By end-2017, 800 construction sites are expected to use a system to check for silt discharged into public drains.
Alice Chia Channel NewsAsia 31 Mar 16;

SINGAPORE: More construction companies are set to adopt a new technology to curb pollution and cut down on manpower costs.

By end-2017, 800 construction sites are expected to use a system to check for silt discharged into public drains. This is estimated to bring about 100,000 man-hour savings per year for the companies.

Silt is sediments consisting of very fine particles which, if washed into drains, can lead to pollution. Silty discharge is caused by the lack of proper earth control measures at construction sites.

To prevent this, as of February 2016, PUB enhanced its requirement for new construction sites, with site areas of 0.2 hectares and above, to use the Silt Imagery Detection System. The system analyses images from closed-circuit television (CCTV) cameras contractors have installed at public drains.

If it detects silt discharge or image problems, which could be due to CCTV downtime, it sends out alerts.

Currently, 265 CCTV cameras at 178 construction sites are connected to the system.

Previously, contractors had to continuously monitor their CCTV cameras, which is time-consuming and manpower-intensive. Since 2013, contractors of sites of 0.5 hectares and above have been required to implement CCTV cameras at public drains to monitor treated rainwater discharge to ensure that it is not silty.

Through a Government scheme called the Technology Adoption Programme, PUB worked with A*STAR's Institute for Infocomm Research to develop the Silt Imagery Detection System. To date, more than 1,000 companies have benefited from 1,800 technology adoptions under the scheme.

The system will also be shared with Government agencies involved in development projects, as well as other major private developers to raise awareness and promote self-regulation among industry players. This will take place within the next 12 months in phases.

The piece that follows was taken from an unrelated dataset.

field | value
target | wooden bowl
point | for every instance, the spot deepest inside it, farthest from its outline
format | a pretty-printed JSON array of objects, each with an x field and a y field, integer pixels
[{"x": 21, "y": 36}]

Said Dr Koh Poh Koon, Minister of State for Trade and Industry: "The detection by a camera device is remotely done without definite human interface. The image can be captured and transmitted through a central server so it allows actually one person to monitor sites across the entire island through the use of a smart technology that leverages internet connectivity.

"In terms of scaling up this project, if the algorithm can be tweaked to detect other things, for example, debris, rather than just silt, maybe solid debris accumulating in drains, we could potentially widen it to monitoring drainage systems across the town, where we can look for rubbish accumulation, dead leaf accumulation within our drainage system, and therefore detect areas that could be a dengue breeding site, for example.

"So I think it's a matter of just applying the technology creatively to solve current existing problems."